Talude Continental: uma nova expedição submarina revela biodiversidade e resíduos no Mar Argentino

O robô submarino SUBastian, operado pelo Schmidt Ocean Institute, esteve no Talude Continental, um dos cânions submarinos mais majestosos do leito marinho argentino, em uma nova expedição científica que contou com a participação de especialistas do Serviço de Hidrografia Naval (SHN), da Universidade de Buenos Aires (UBA) e do CONICET.

A penúltima transmissão ao vivo do ano desde o navio Falkor (too) voltou a mostrar a riqueza biológica do Mar Argentino, com criaturas abissais como protagonistas.

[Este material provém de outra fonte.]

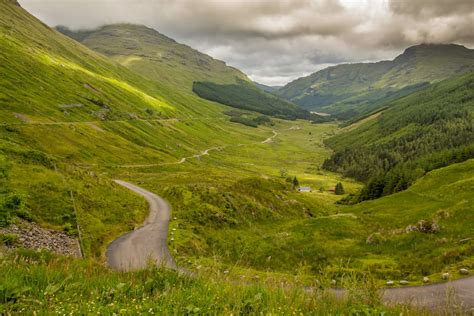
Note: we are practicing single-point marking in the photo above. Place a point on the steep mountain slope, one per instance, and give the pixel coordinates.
(156, 56)
(248, 97)
(267, 88)
(67, 113)
(418, 133)
(352, 89)
(159, 58)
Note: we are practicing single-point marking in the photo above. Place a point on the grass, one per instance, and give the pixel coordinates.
(41, 283)
(234, 208)
(354, 90)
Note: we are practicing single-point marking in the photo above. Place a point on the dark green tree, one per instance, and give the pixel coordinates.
(296, 183)
(339, 189)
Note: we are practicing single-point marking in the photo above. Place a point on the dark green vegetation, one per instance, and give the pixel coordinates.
(356, 89)
(248, 118)
(43, 284)
(72, 120)
(421, 132)
(247, 97)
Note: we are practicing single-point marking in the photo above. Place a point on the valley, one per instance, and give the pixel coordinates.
(274, 208)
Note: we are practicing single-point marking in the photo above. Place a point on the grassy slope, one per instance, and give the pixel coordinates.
(233, 192)
(428, 125)
(248, 97)
(156, 56)
(360, 88)
(178, 66)
(65, 103)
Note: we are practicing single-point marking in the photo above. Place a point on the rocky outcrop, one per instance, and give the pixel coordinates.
(31, 235)
(14, 2)
(424, 226)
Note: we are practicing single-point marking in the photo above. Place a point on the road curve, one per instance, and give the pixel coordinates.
(146, 245)
(137, 249)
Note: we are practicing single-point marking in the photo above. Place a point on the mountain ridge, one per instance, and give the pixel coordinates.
(155, 55)
(348, 90)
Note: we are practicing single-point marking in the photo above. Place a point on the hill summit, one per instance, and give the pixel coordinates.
(350, 90)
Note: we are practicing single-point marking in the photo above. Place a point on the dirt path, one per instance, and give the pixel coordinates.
(137, 249)
(197, 156)
(270, 139)
(148, 244)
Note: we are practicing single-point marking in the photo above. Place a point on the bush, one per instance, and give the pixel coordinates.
(8, 239)
(11, 206)
(339, 189)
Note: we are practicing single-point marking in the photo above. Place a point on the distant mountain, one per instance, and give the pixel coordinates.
(246, 96)
(267, 88)
(351, 90)
(180, 67)
(426, 130)
(155, 56)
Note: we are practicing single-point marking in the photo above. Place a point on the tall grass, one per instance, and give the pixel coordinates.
(38, 282)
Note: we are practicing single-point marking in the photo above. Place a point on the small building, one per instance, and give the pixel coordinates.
(304, 189)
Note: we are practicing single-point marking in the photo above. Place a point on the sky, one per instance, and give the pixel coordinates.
(277, 41)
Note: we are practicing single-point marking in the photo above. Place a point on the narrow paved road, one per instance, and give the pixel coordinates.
(146, 245)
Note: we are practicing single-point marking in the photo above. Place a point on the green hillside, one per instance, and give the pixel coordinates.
(267, 88)
(159, 58)
(351, 90)
(247, 97)
(72, 120)
(156, 56)
(418, 133)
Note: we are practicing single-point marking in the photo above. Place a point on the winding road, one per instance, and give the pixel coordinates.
(147, 245)
(197, 156)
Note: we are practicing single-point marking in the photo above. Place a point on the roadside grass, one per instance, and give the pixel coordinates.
(41, 283)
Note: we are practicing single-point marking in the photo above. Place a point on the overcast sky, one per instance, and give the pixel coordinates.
(276, 41)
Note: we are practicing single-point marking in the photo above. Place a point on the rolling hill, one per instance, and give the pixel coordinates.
(73, 119)
(417, 133)
(156, 56)
(180, 67)
(351, 90)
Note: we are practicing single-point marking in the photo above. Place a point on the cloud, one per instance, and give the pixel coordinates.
(276, 41)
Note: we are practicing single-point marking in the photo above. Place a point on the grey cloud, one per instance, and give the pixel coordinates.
(276, 41)
(431, 8)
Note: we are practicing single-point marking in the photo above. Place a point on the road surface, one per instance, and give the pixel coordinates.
(146, 245)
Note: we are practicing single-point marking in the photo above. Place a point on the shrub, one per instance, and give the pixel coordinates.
(11, 206)
(8, 239)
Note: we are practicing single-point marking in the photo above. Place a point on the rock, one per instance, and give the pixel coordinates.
(33, 236)
(464, 271)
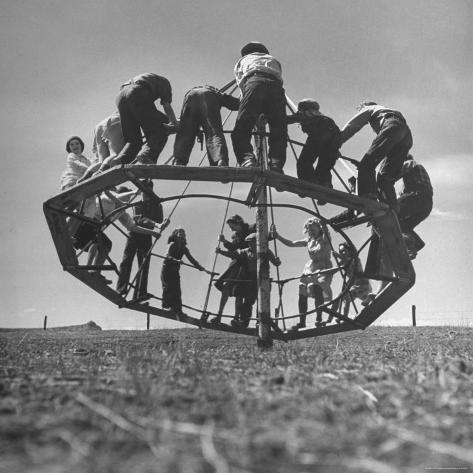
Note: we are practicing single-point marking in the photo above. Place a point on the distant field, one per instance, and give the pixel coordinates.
(189, 401)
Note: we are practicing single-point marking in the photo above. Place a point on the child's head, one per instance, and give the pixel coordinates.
(254, 47)
(75, 145)
(344, 250)
(308, 107)
(178, 235)
(312, 227)
(251, 239)
(235, 222)
(365, 103)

Uma “bomba biológica” no Talude Continental

A zona explorada faz parte do Talude Continental Argentino, uma plataforma submarina de 1.500 quilômetros de extensão que abriga uma extraordinária diversidade de espécies marinhas.

A diretora do Laboratório de Dinâmica Oceânica do SHN, Silvia Romero, definiu a área como uma “bomba biológica”, por sua produtividade e complexidade ecológica.

Talud Continental
Foram encontrados restos de lixo na expedição no Talude Continental.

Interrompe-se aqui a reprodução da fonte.